A new normal, Emily thought now, scarred by a feeling that, as parents, she and Roy had failed Tucker, failed to protect him, to keep him safe. She flattened her palm on his back, remembering the awful days when he hadn’t spoken, remembering, too, the sore number of weeks that passed before he would stay even for a moment in the same room with his dad. Tucker’s trust had been broken, and it had made her heart ache, watching Roy work to regain it, watching his hope fade a bit more each day that Tucker didn’t reach out to him. They hadn’t forced it; they’d been advised to give it time. And then one day, Tucker wasn’t a little boy anymore, and Emily realized he wouldn’t ever reach out to either Roy or her in the way that small children do again. They were out of time.
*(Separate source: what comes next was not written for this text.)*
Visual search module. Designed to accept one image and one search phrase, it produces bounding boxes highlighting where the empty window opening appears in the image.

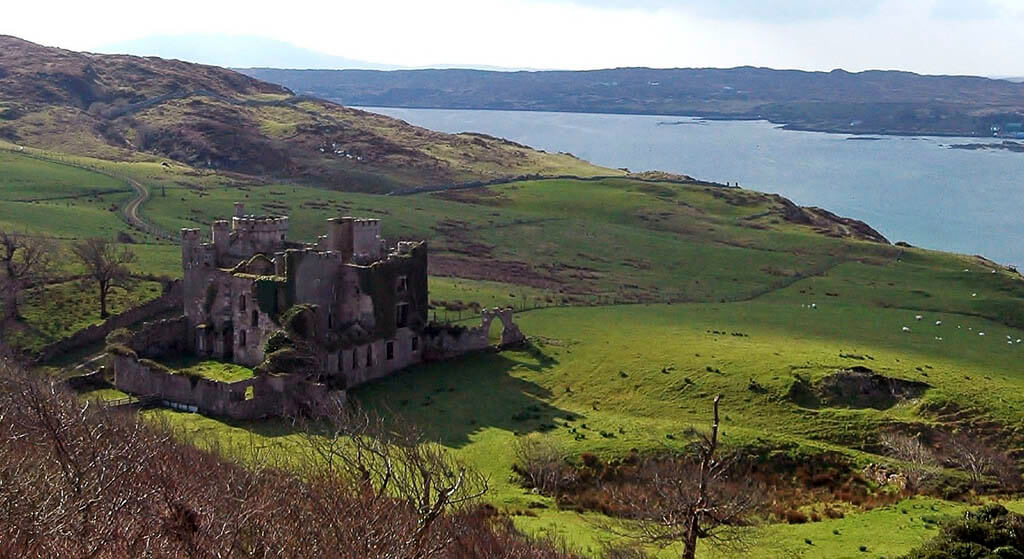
[394,303,409,328]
She rubbed a circle between Tucker’s shoulder blades. “Maybe I’m wrong, and it isn’t Revel who’s calling your dad. She did tell me she was going back to Oklahoma, where her folks live. That’s what you wanted, isn’t it?” Emily didn’t know why she was saying any of this when she knew perfectly well Revel was the caller, and while Revel had made a promise about leaving Texas, Emily had no real hope she’d kept it.

Tucker didn’t look as if he believed it, either. He said he didn’t really care anymore what Revel did.

“The trouble with people like her is that when you give in to them, it’s only the beginning.” Emily repeated a line from the lecture Joe had given her when she’d called him for advice after Revel made a second, nerve-jangling demand for more money. He’d gone with her to meet Revel, and flashed his badge at her, warning her not to contact Emily or Tucker again or there would be legal consequences, all of which was completely false. Even Emily knew Joe acted outside his authority. He claimed it was nothing, but Emily was still angry at herself and at Tucker that Joe had put his career in jeopardy for them.

She wanted Tucker to know this, to know the cost of his actions to others.